Trump, when asked about Zhao, brushed it off. “I do not know who he is,” he said in a 60 Minutes interview, adding only that his sons are “into crypto.”

For supporters, the pardon corrects what they see as political targeting. Teresa Goody Guillén, a partner at Baker and Hostetler, called Zhao’s sentence unprecedented, noting he was a first-time offender who never committed fraud. But even allies admit the move has blurred the line between policy and personal interest.

Some industry voices are already warning of long-term consequences. Azeem Khan, founder of Miden, called the pardon “a spark for scorched earth.” Others, like venture capitalist Nic Carter, said Trump’s actions confirm a pattern. “He does not care about the appearance of impropriety at all,” Carter said. “His sons have been so active in crypto. It makes everything murkier.”

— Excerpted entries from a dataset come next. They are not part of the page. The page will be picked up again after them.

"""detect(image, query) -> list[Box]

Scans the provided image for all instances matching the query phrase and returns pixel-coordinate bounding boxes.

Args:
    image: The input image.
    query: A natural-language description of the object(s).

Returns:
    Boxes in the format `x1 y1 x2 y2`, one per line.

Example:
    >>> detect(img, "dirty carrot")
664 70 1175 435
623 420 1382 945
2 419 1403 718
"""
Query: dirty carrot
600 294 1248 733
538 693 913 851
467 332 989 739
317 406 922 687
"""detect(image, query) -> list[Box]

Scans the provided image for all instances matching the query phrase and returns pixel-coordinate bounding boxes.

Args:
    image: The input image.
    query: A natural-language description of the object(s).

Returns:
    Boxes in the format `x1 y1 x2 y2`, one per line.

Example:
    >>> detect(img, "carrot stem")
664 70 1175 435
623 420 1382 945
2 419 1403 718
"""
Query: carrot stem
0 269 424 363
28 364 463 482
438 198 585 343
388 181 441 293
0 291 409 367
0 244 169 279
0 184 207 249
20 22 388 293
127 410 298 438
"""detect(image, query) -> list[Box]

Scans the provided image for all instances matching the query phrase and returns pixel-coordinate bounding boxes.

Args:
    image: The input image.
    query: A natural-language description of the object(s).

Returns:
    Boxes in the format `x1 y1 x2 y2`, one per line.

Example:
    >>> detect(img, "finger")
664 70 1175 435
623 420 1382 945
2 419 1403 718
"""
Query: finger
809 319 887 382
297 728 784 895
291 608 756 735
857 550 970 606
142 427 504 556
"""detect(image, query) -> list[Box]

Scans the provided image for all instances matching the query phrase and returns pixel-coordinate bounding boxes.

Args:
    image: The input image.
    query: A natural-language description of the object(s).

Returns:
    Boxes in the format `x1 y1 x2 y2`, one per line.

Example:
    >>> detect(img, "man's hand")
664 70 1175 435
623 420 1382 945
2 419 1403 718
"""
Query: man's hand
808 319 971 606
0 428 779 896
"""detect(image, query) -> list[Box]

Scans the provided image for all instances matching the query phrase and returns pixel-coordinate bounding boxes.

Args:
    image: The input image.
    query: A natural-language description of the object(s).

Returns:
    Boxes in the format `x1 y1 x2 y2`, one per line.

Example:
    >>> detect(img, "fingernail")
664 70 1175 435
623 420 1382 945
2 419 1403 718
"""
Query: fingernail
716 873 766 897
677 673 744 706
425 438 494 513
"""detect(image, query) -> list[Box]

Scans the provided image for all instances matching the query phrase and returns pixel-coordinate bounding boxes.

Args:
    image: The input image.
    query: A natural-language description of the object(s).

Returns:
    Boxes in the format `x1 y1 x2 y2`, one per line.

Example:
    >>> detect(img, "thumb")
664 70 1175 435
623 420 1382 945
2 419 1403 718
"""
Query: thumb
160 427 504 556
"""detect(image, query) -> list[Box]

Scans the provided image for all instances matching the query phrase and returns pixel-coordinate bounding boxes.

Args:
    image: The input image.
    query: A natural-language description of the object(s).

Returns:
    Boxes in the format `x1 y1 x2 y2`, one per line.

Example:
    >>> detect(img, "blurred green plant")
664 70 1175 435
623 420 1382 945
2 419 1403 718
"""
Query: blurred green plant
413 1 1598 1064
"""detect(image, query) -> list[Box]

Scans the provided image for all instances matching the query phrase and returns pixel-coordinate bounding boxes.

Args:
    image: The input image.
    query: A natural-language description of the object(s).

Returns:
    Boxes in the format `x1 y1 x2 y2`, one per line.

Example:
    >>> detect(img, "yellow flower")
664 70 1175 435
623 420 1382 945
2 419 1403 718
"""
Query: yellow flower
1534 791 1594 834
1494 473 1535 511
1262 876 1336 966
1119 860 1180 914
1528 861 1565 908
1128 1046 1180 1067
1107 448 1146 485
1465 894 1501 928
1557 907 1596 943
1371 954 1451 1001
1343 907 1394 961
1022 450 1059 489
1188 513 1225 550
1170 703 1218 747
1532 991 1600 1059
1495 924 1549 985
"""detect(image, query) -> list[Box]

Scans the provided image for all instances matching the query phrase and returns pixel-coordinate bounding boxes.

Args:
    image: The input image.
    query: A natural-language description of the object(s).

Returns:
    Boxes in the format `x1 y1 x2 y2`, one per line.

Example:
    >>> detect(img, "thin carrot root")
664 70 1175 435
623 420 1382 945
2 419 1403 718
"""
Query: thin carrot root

Inside Washington, that murkiness matters. The industry spent hundreds of millions backing pro-crypto candidates in the 2024 elections. Now, with the political tide shifting, many fear a backlash when power changes hands. Stablecoin laws have passed, but broader blockchain regulation may now stall indefinitely.

For US-based exchanges, the threat is also practical. If Binance reenters the market, it could undercut competitors like Coinbase by slashing fees and absorbing losses to gain users. Coinbase has spent the last year diversifying its business, acquiring derivatives platforms and forging deals with PayPal and American Express to build an ecosystem that locks customers in. “Competition is coming,” Khan said. “That is why Coinbase has been so aggressive.”

The irony is that, legally speaking, the pardon changes little. Zhao and Binance are still bound by the plea agreements that ban them from operating in the US. His admissions remain on record. But perception is power and perception in crypto moves markets faster than regulation ever can.

Zhao seems to understand this. In a post on X, he thanked Trump and wrote, “We will do everything we can to help make America the capital of crypto.” Shortly afterward, he quietly changed his bio, removing “ex-binance” from his profile.

Binance still processes over $20 billion in trades each day, nearly eight times more than Coinbase. Its return to the US, even symbolically, could redraw the global crypto map. For now, the blockchain world stands divided: part celebration, part disbelief, and part fear that the same forces that built crypto’s freedom might end up capturing it.